Acerca da Polémica sobre o Sistema de Casas Casa-Signo ou Signo Inteiro



  Este é o artigo que está na base de uma recente discussão, que na verdade já é antiga, acerca do sistema de casas casa-signo ou signo inteiro (whole sign). Na verdade, o artigo não vem confirmar, nem desmentir nenhum dos lados das barricadas. É um exagero extravasar-se interpretações.

Em qualquer questão, a primeira premissa deve ser a conciliação entre a dúvida e a moderação. Quando analisamos o passado, não devemos forçar o olhar posterior sobre uma época anterior.

A questão do sistema de casas tem levantado acérrimas discussões, sobretudo no meio anglo-saxónico e por alguns dos mais considerados astrólogos, nomeadamente Chris Brennan e Deborah Houlding. Estes são astrólogos que respeito bastante, independentemente da posição, do argumento ou até do dogma.

Na verdade, o sistema de casas, e não os seus significados, não é de todo uma das mais importantes estruturas astrológicas de sentido. Muitos dos sistemas são de facto abstracções matemático-astronómicas que não pertencem à matriz astrológica. São derivações de sentido. No entanto, tornaram-se por justaposição parte do sistema e como tal devem ser consideradas.

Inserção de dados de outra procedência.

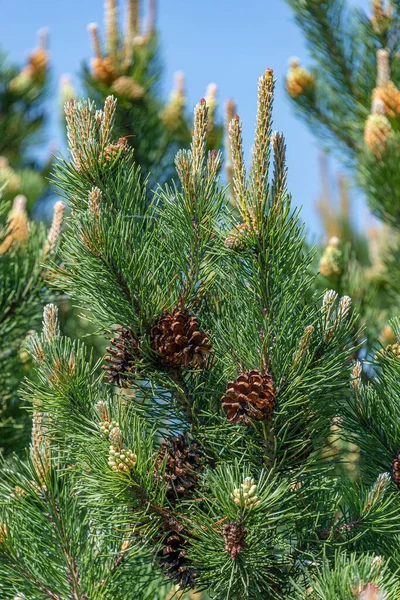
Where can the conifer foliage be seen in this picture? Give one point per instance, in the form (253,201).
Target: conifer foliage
(127,66)
(25,251)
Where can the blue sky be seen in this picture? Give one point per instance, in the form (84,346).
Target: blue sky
(229,43)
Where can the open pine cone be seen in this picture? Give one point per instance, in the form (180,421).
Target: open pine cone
(183,466)
(172,555)
(396,470)
(251,396)
(176,336)
(123,353)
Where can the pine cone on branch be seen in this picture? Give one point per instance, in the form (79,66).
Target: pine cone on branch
(183,466)
(251,396)
(396,470)
(172,555)
(122,358)
(177,338)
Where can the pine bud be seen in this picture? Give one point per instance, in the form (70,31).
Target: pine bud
(93,29)
(387,335)
(18,225)
(262,145)
(235,538)
(378,490)
(67,92)
(304,344)
(38,60)
(299,81)
(356,377)
(51,326)
(246,495)
(369,591)
(107,122)
(172,114)
(107,424)
(116,438)
(40,444)
(132,25)
(330,264)
(9,179)
(3,533)
(111,19)
(103,410)
(378,130)
(55,229)
(382,67)
(239,186)
(380,18)
(344,309)
(127,87)
(389,95)
(120,459)
(199,139)
(238,237)
(328,302)
(211,100)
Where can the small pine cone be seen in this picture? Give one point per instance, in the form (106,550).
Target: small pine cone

O sistema de casa-signo ou signo inteiro é, quer se queira, queira não, o sistema dominante na Antiguidade. As evidências textuais ou documentais indicam isso mesmo, sem que para isso tenha de existir uma explanação explícita desse sistema. E a questão é que para o astrólogo antigo funcionou, pois permite uma leitura mais imediata e uma doutrina dos aspectos fundamentada nos conceitos de aplicação e separação. Os outros sistemas têm referências residuais. Até Ptolomeu, que tem claras reservas ao uso das casas, não explana os sistemas de casas, como faz com outros tópicos. Os nomes das casas surgem esporadicamente na sua Apotelesmática.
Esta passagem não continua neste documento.